Primo
- Type: Flavoured milk

= Primo (milk) =

New Zealand flavoured milk manufacturer

Primo is a New Zealand flavoured milk brand owned by Fonterra.

== History ==
In 2017 Primo partnered with Tip Top to create Hokey Pokey and Mint Choc Chip flavoured drinks. In 2019 the two created milk flavours for Goody Goody Gum Drops and the Tip Top Jelly Tip.

In July 2018 Primo created a campaign asking New Zealanders to describe a new milk flavour. The campaign said that person who created the best entry would earn $10,000. A video campaign, 'Primo Flavour Labs', was created to advertise this, showing people creating new flavours. Such flavours included 2 minute noodles, goose milk, and a flavour created by playing music onto an existing flavour.
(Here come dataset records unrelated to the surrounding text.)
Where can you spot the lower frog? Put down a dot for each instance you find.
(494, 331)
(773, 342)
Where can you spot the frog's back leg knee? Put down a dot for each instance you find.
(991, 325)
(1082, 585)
In 2019 Fonterra decreased sugar content from Primo. It had decreased by 30 to 40 percent the over the previous year. In 2019 Consumer NZ gave Primo's Sublime Lime flavour the 'Bad Taste Food Award', an award given to products that convince consumers that they are healthier than what they actually are. It had a 4.5 health star rating despite having three teaspoons of sugar in a 600ml bottle.

In October 2023 it was announced that Primo would bring Nigel Latta to an event named "Primo Presents - Nigel Latta Live: What in the scam is going on?" in November, where Nigel Latta talks about scams. This was after he had hosted the television series You've Been Scammed.